Those who read here regularly know I’m combining several blogs into one and putting everything I’ve ever written – or will write – here on The Dancing Calf. You may or may not know that I am a stamp collector – I know, I know, it ruins your vision of me as James Bond – but I’ve been collecting since the fifth grade. That’s a long time.
Stamp Dealing Hucksters
As a philatelist, I read The American Philatelist, a perk from membership in, what else but the American Philatelic Society. As is plainly seen, stamp collectors aren’t exactly creative.
Anyhoo, I wrote a letter to them recently, in response to an essay on stamp selling hucksters. For those followers who are also collectors, I thought you might like to read it:
I enjoyed the February issue of The American Philatelist and reading about philatelic hucksters.
We all know this is far from a dead issue.
Years ago, in the ancient days, I responded to a dealer of French stamps on a CompuServe forum.

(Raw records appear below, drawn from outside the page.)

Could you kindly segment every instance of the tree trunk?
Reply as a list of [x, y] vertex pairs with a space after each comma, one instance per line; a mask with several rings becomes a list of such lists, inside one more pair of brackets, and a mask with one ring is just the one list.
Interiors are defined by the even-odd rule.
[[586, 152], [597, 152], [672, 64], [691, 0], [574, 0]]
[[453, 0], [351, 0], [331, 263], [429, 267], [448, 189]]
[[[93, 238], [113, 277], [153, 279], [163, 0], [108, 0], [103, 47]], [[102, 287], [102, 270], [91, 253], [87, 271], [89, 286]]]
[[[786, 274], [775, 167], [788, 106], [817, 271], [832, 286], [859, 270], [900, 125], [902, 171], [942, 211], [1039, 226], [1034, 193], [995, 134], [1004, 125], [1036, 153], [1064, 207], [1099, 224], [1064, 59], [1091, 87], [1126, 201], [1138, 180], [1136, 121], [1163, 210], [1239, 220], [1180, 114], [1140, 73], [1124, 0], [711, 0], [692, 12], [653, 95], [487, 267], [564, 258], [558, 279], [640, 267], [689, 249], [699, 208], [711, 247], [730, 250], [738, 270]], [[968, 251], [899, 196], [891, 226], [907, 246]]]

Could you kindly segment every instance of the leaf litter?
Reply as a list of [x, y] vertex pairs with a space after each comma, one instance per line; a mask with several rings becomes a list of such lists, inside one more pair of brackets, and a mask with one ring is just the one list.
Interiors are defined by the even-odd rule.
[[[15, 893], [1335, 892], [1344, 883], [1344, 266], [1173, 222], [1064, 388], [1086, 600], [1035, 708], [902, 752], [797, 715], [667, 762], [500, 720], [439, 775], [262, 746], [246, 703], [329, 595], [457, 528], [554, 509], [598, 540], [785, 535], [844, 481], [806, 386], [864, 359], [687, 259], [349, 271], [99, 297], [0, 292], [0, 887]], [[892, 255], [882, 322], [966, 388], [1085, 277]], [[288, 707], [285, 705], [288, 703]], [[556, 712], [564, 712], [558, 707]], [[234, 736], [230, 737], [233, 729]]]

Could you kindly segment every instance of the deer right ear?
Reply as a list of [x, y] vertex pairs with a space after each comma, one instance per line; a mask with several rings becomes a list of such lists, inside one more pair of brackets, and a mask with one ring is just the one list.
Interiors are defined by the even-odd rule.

I explained that I spend about twenty bucks a month on French stamps and would love to see an approval selection. A month later, I received a fat envelope from him and trembled when I opened it, seeing I could buy the entire selection for a awesomely reduced price of only $5,000! I promptly put the package into a new envelope and ran to my local post office to spend my entire month’s budget on shipping and paying to be notified when the package was received. I sent a note saying as much to the dealer.
You know what happened next.
A month later – also publicly on CompuServe, I received a message from said dealer stating that I was an obvious shyster, that he received neither stamps nor payment and, though he was loath to do it, now publicly demanded that I send 5,000 bucks pronto. I smiled and wiped my brow when I wrote back saying that the stamps were lovely but priced far above my budget, and that I have a statement from his post office that a) they received my package, b) it was delivered to the recipient’s box, and c) it was picked up on such and such a date. It was the last time I heard from him and the last time I saw his name on that forum.
As in all things, especially when money or humans are involved, it’s good to remember, caveat emptor.
This is by far the most expensive stamp sham I’ve been involved in. And to give credit where credit is due, I’ve found that most folks whom I’ve dealt with are pleasant and helpful, especially to my kids to whom they’ve doled out tons of stuff to, knowing, or]f course, that a few short years, collectors who spend two bucks a month grow up to be old collectors with a few more bucks to spend. Maybe.